I know this from personal experience because I used to take great comfort from the idea that those I loved who had died were still nearby on ‘the other side’ of whatever it is that is supposed to divide the living from the dead – the astral plane, the spirtual portal, or the whole host of other names people have given to such an idea over time. I believed that I too would one day pass over into that existence and would meet them again.
However, in my early twenties (yes, I know I’m only twenty-four) I started exploring my views on religion and humanity and I realised I was Atheist and also identified as a humanist, it became apparent to me that the spiritual beliefs I used to hold were actually quite manky.

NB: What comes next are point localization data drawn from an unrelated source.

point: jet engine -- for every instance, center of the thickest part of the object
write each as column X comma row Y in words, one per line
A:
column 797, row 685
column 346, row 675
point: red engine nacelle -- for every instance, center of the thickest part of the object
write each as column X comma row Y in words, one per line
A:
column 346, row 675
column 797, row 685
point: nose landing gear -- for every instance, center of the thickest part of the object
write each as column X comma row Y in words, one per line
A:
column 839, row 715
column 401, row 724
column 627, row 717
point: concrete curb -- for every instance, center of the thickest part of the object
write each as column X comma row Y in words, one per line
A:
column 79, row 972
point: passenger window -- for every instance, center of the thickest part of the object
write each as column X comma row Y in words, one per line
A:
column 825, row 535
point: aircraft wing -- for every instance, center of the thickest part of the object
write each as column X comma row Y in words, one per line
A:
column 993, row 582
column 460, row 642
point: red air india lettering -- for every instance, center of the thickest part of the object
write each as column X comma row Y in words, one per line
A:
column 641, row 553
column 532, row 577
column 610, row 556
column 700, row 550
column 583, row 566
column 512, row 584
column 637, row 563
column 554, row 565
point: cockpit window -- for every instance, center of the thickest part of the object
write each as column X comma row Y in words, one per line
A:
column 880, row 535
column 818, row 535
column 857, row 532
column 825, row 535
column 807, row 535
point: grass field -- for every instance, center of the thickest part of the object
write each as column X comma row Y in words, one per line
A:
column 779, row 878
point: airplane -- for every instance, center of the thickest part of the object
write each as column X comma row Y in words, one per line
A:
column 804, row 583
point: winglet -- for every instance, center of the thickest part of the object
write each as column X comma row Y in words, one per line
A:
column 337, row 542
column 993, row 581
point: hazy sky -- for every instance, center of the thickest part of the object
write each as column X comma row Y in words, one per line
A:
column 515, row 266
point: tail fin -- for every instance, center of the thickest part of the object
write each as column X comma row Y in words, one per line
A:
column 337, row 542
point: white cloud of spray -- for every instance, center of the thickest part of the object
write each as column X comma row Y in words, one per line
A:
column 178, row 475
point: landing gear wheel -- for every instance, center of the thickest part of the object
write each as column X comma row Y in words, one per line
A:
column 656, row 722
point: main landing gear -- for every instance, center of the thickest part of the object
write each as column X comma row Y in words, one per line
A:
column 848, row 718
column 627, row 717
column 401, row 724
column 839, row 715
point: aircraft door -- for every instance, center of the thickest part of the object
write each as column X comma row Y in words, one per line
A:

I no longer take comfort from the idea that my dead gran is on ‘the other side’ where she is ‘always near’. In fact I find that idea horrifying, my gran stuck in a place where she can see and hear all of her relatives that survived her going about their business as usual without being able to interact with them. What sort of continued existence is that?
My belief in the other side was purely selfish and I think it’s quite sad that people live every day of their lifes believing that they will survive as spirits or astral beings because it gives them a false sense of time.
In my spiritual days I would often quote Peter Pan; “To die would be an awfully big adventure”, but I came to realise years ago that it’s not death that is the adventure, it’s life – death is simply The End.